Der Autor Richard Brautigan etwa bezeichnete, so despektierlich wie ironisch, in der Einleitung seines 1965 erschienenen Romans A Confederate General from Big Sur (dt. Ein konföderierter General aus Big Sur) das Santa-Lucia-Gebirge als »tausend Jahre alte Penne für Pumas und Flieder« und den Pazifik bei Big Sur »als Millionen Jahre alte, vergammelte Vergnügungsstätte für Abalonen und Seetang«. In seiner überspannten Fantasie schlug er Big Sur, historisch und geografisch natürlich unhaltbar, ohne Umschweife schalkhaft den Südstaaten der USA zu und machte ihre Naturphänomene im Nachhinein zu Kriegern und zu politisch handelnden Gestalten des Amerikanischen Bürgerkriegs: »Ehrlich gesagt, es ist schwer zu glauben, dass diese einsamen, kahlen Berge und kliffartigen Strände Kaliforniens Rebellen gewesen sind, dass die Rotholzbäume, die Zecken und Kormorane auf diesen schmalen hundert Meilen Land, die zwischen Monterey und San Luis Obispo liegen, die Fahne der Rebellen geschwenkt haben« sollen. Das war natürlich pure Erfindung und auch ausgemachter Quatsch – doch Humor und Absurditäten, Wirklichkeitsverzerrung, Karikatur und Überzeichnung hatten in Big Sur von jeher ihren Platz.

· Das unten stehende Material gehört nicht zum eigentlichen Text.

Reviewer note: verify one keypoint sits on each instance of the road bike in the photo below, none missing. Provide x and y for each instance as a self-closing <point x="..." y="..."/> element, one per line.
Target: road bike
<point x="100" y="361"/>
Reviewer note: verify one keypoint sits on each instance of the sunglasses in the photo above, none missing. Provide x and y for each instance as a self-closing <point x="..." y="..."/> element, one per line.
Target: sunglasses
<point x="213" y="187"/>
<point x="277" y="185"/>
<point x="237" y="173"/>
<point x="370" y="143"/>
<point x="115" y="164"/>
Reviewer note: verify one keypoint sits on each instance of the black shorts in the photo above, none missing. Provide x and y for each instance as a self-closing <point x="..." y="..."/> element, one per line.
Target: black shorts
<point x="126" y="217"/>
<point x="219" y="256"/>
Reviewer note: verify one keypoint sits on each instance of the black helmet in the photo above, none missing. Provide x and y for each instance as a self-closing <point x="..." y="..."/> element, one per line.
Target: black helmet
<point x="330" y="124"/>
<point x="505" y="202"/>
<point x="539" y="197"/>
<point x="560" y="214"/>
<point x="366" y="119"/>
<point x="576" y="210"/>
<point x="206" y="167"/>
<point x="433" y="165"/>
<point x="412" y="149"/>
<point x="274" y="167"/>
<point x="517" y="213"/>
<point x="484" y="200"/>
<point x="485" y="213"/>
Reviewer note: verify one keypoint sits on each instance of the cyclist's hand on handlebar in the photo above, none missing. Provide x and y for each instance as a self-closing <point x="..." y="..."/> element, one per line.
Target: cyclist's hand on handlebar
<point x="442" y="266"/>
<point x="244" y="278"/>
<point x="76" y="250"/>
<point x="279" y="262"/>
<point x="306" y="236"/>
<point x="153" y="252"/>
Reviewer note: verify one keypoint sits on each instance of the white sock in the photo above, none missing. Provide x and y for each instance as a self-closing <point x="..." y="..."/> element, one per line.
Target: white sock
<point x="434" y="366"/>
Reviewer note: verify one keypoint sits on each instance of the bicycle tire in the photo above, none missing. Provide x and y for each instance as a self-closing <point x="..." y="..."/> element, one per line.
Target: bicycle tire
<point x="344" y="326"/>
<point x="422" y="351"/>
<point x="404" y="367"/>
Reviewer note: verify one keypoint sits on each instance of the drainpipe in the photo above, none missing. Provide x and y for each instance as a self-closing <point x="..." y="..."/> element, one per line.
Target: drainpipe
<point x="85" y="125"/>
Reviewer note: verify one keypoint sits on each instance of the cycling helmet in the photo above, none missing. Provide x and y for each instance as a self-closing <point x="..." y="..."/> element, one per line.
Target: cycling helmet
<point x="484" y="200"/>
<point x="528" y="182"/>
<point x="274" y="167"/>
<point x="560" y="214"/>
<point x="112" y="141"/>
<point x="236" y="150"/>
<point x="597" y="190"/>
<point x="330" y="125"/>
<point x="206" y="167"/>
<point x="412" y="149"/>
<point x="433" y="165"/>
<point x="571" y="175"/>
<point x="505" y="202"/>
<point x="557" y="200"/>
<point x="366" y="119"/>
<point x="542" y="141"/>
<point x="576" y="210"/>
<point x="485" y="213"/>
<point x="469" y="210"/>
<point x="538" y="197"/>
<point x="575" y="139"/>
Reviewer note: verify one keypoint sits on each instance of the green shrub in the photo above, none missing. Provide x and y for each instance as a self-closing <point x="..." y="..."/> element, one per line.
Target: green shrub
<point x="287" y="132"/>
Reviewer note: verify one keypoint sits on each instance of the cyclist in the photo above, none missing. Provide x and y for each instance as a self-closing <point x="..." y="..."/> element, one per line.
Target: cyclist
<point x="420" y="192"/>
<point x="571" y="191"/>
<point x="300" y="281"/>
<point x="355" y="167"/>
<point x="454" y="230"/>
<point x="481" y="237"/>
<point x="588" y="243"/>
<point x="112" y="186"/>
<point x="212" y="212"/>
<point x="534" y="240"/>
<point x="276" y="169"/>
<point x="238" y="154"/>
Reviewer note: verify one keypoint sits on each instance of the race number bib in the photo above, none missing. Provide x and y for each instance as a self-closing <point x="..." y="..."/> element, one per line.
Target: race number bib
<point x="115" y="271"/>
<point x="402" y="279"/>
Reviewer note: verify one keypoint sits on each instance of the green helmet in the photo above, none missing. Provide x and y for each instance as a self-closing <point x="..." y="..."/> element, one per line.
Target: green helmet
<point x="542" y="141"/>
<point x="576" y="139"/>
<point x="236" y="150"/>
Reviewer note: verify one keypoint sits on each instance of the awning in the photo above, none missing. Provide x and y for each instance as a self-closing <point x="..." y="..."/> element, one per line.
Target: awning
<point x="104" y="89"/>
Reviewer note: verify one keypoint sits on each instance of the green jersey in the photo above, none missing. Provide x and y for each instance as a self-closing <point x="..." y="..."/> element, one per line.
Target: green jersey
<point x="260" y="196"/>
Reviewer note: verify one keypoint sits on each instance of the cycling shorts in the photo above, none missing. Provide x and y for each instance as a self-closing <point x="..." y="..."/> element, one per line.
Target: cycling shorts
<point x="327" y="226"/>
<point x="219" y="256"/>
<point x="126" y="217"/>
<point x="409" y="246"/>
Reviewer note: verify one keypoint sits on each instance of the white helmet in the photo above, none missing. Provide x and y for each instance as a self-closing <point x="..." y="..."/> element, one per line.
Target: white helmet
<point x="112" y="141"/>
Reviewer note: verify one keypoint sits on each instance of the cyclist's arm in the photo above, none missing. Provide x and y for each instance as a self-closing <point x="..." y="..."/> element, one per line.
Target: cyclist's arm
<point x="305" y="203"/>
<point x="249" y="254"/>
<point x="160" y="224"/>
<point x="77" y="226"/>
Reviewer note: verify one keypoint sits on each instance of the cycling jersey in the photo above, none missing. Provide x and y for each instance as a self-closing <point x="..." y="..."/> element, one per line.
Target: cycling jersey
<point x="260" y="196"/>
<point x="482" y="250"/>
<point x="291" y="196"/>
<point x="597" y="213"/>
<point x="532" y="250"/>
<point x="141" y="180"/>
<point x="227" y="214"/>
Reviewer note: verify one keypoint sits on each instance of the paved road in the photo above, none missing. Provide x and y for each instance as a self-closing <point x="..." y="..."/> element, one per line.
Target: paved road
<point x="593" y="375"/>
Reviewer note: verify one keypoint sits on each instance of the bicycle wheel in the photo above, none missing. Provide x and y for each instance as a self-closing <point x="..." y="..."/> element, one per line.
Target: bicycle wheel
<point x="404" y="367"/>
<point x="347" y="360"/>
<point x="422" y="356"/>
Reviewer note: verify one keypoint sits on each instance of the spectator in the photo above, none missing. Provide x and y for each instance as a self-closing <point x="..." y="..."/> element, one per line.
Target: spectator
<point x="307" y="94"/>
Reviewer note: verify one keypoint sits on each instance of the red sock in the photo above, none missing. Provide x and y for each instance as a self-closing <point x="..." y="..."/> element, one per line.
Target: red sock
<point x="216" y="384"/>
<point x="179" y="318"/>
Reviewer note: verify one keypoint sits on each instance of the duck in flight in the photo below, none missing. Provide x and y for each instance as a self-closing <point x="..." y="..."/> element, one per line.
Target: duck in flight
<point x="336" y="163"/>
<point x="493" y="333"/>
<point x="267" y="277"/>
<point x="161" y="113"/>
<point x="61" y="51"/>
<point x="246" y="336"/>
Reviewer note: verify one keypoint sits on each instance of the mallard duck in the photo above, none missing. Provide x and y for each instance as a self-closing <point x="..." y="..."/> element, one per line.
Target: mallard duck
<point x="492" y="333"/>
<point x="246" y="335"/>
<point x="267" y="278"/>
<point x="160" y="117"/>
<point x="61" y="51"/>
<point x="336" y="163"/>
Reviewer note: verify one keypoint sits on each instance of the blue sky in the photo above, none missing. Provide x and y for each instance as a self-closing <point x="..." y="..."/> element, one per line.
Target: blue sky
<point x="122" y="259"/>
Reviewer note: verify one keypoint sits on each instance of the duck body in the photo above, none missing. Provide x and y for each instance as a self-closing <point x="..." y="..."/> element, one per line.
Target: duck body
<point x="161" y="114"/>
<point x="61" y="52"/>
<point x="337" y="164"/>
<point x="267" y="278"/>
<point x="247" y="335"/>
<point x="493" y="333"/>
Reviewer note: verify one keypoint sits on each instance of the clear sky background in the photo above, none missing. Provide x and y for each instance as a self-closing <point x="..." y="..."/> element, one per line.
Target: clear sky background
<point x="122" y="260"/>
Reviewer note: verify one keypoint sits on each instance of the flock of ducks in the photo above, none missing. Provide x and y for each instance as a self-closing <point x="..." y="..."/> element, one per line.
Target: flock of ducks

Nicht selten kamen Effekt und Echo einem ästhetischen Clash gleich: So manche dieser überaus empfindsamen Künstlerseelen waren von Big Sur wie vom Donner gerührt, verstört oder auch nach Tagen noch reichlich desorientiert. Eine kleine Ewigkeit brauchten sie, um ihre Fassung wiederzugewinnen. Einige Sinnsucher kämpften mit ihrer Ratio und befanden sich inmitten eines Orkans widerstreitender Emotionen. Sie fühlten sich einer zerstörerischen, gleichwohl erhabenen Kraft ausgesetzt. Überwältigt und zugleich »am Ziel« angelangt.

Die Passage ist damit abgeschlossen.